それはさておき‘Please Please Me’のヒットを支えた要因は何で
しょうか。わたしはその一つに「リンゴのドラミング」をあげます。
‘Love Me Do’で辛酸を舐めた(一度レコーディングされたテイクの
ドラミングが評価されずセション・ドラマーが起用され録り直された)
彼の心には、当時危機感があったのではないでしょうか。その鬱憤を
セカンド・シングルのレコーディングにぶつけたのです。曲調を決定
するヴァースAのビートは‘From Me To You’に近いノリなのですが
少しだけ叩き方が違っています。
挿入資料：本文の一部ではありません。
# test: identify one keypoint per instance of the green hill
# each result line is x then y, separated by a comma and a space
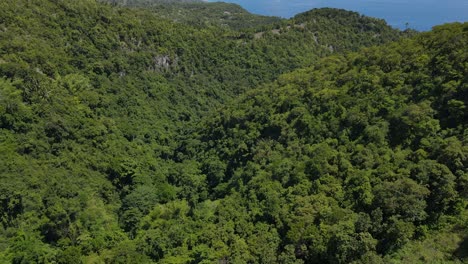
346, 161
128, 138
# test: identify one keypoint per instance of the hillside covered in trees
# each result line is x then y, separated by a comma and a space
131, 135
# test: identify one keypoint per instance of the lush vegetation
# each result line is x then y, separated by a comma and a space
202, 14
128, 138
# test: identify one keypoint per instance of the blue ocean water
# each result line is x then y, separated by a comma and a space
419, 14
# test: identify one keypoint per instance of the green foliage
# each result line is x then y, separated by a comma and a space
122, 140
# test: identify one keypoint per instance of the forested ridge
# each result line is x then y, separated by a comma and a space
129, 136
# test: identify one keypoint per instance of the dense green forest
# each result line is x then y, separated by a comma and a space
131, 135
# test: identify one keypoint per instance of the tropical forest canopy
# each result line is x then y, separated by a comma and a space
190, 132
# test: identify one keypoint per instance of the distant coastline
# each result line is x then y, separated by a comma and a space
418, 14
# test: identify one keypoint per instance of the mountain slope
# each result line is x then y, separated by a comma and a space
94, 101
348, 160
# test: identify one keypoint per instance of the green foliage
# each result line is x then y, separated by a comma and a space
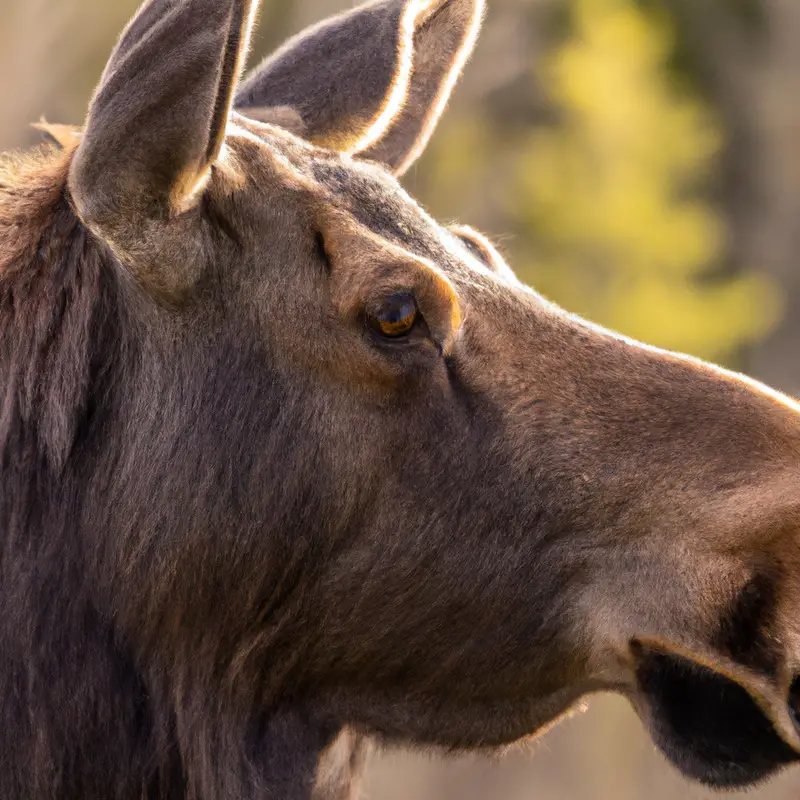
612, 195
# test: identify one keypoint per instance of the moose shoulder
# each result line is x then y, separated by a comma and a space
285, 464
2拍目に彼は、スネアを八分音符で
連打するのですが、さらにこの連打の第2打、つまり2拍目の裏拍を
際立たせることにより、よりドライブ感を出しています。と思いきや
ヴァースBでは各拍の頭を強調したビートに変化させ曲調にメリハリ
をつけることに成功しています。ブリッジ部分のタムやライド・シン
バルの利用など、実に表現豊かなドラミングになっていると思います。
この叩き方は誰かがリンゴにアドバイスしたのでしょうか。大半は
リンゴの創意工夫によるものだとわたしは考えます。彼のドラム無し
に、‘Please Please Me’のヒットはありえなかったと思います。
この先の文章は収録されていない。